Decisão do TJ-MS diz que afastamento do prefeito depende do plenário da Câmara

Após a sessão de julgamento que acatou a denúncia do Ministério Público Estadual contra o prefeito Gilmar Olarte, o relator do processo, da Seção Criminal do TJMS (Tribunal de Justiça de Mato Grosso do Sul), desembargador Luiz Cláudio Bonassini da Silva, divulgou nota na tarde de hoje (12), determinando que a Câmara Municipal delibere sobre o cumprimento da Lei Orgânica do Município (LOM)., em relação ao artigo 23, inciso XIV, que trata das funções do legislativo podendo afastar de seus cargos prefeito, vice e secretários.

TJ aceitou acatar a denúncia por corrupção passiva e lavagem de dinheiro
TJ aceitou aceitou denúncia contra o prefeito por por corrupção passiva e lavagem de dinheiro

Dessa maneira, o presidente do Legislativo Municipal, vereador Mário César (PMDB) deverá elaborar Decreto afastando de suas funções o prefeito.

O artigo permite que, diante de investigação oficial contra prefeito ou vereador, o acusado pode ser afastado por 180 dias. Com base no mesmo artigo da LOM, a decisão caberá ao plenário do legislativo municpal, composto por 29 vereadores, que é soberano para decidir pelo afastamento ou manutenção de Olarte no cargo.

Vereadores da oposição já iriam protocolar amanhã pela manhã ofício com intuito de afastar o chefe do Executivo. Segundo a vereadora Luíza Ribeiro (PPS) a decisão foi tomada justamente após o TJ-MS aceitar a denúncia do Gaeco (Grupo de Atuação Especial de Repressão ao Crime Organizado) contra o prefeito.

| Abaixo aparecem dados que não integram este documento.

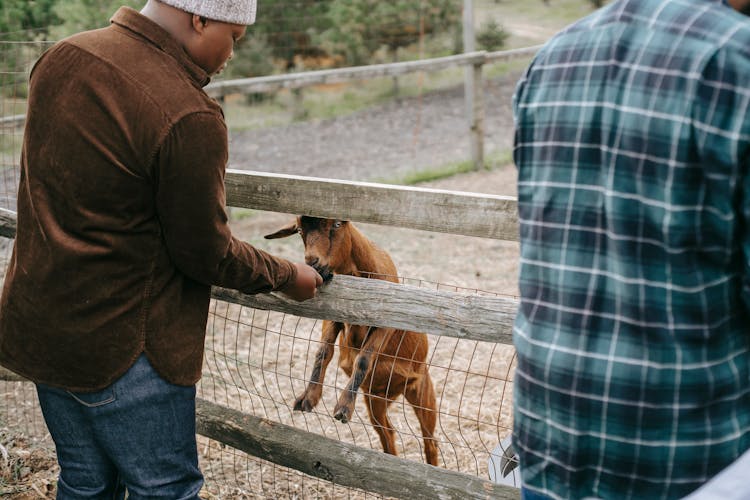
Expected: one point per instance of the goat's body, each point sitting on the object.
(384, 362)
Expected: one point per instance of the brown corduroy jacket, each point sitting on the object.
(121, 220)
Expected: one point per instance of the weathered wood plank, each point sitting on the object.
(7, 223)
(9, 376)
(509, 55)
(342, 463)
(371, 302)
(454, 212)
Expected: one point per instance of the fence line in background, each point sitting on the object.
(474, 62)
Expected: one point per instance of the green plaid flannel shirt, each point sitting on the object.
(633, 330)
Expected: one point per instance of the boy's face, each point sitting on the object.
(214, 45)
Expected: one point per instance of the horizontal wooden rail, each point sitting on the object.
(342, 463)
(380, 303)
(303, 79)
(371, 302)
(454, 212)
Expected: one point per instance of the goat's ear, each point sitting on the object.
(285, 231)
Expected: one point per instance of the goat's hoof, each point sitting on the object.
(342, 414)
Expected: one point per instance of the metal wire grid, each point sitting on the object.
(259, 361)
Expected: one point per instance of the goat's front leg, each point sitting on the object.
(310, 398)
(345, 405)
(375, 340)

O presidente da Câmara Municipal, Mario Cesar Oliveira (PMDB), afirmou que o caso é inédito na história do legislativo de Campo Grande. Ele vai aguardar ser comunicado da decisão pelo Tribunal de Justiça.

Já advogado de Olarte, Jail Azambuja, acredita avalia que que a Câmara Municipal não o afastará. Ele afirma que esse mesmo artigo 23 da LOM defende que antes de haver afastamento é necessário abrir Comissão Processante. “A lei prevê que o afastamento está ligado à processante. Isso consta em um dos incisos anteriores ao 14”, disse.

Confira na íntegra a nota do Tribunal de Justiça

“O Desembargador LUIZ CLAUDIO BONASSINI DA SILVA, Relator da ação penal proposta pelo Ministério Público contra GILMAR ANTUNES OLARTE, RONAN EDSON FEITOSA DE LIMA e LUIZ MÁRCIO DOS SANTOS FELICIANO, visando informar a comunidade acerca do trâmite do processo, por meio da Secretaria de Comunicação do Tribunal de Justiça, informa:

1 – Que na sessão de julgamento realizada no dia 12 de agosto de 2015, a Seção Criminal do Tribunal de Justiça, por unanimidade de votos, RECEBEU a denúncia oferecida pelo Ministério Público, com a finalidade de apurar a prática dos delitos pelos quais os mesmos são acusados, ou seja, 6 (seis) delitos de corrupção passiva (artigo 317, “caput”, do Código Penal, atribuídos a GILMAR ANTUNES OLARTE e RONAN EDSON FEITOSA DE LIMA, e de lavagem de dinheiro (artigo 1º, “caput”, da Lei nº 9.613/96 ), atribuído a GILMAR ANTUNES OLARTE e LUIZ MÁRCIO DOS SANTOS FELICIANO.

2 – Após a publicação desta decisão, os agora oficialmente acusados serão citados pessoalmente para apresentar defesa prévia (artigo 396 do CPP), e a decisão acerca do recebimento da denúncia será comunicada à Presidência da Câmara Municipal de Vereadores para deliberar acerca do artigo 23, XIV, da Lei Orgânica do Município.

3 – Ultrapassada esta fase, o Relator designará data para o início da instrução, com a oitiva das testemunhas arroladas pelas partes, e prosseguimento nos termos da legislação pertinente.”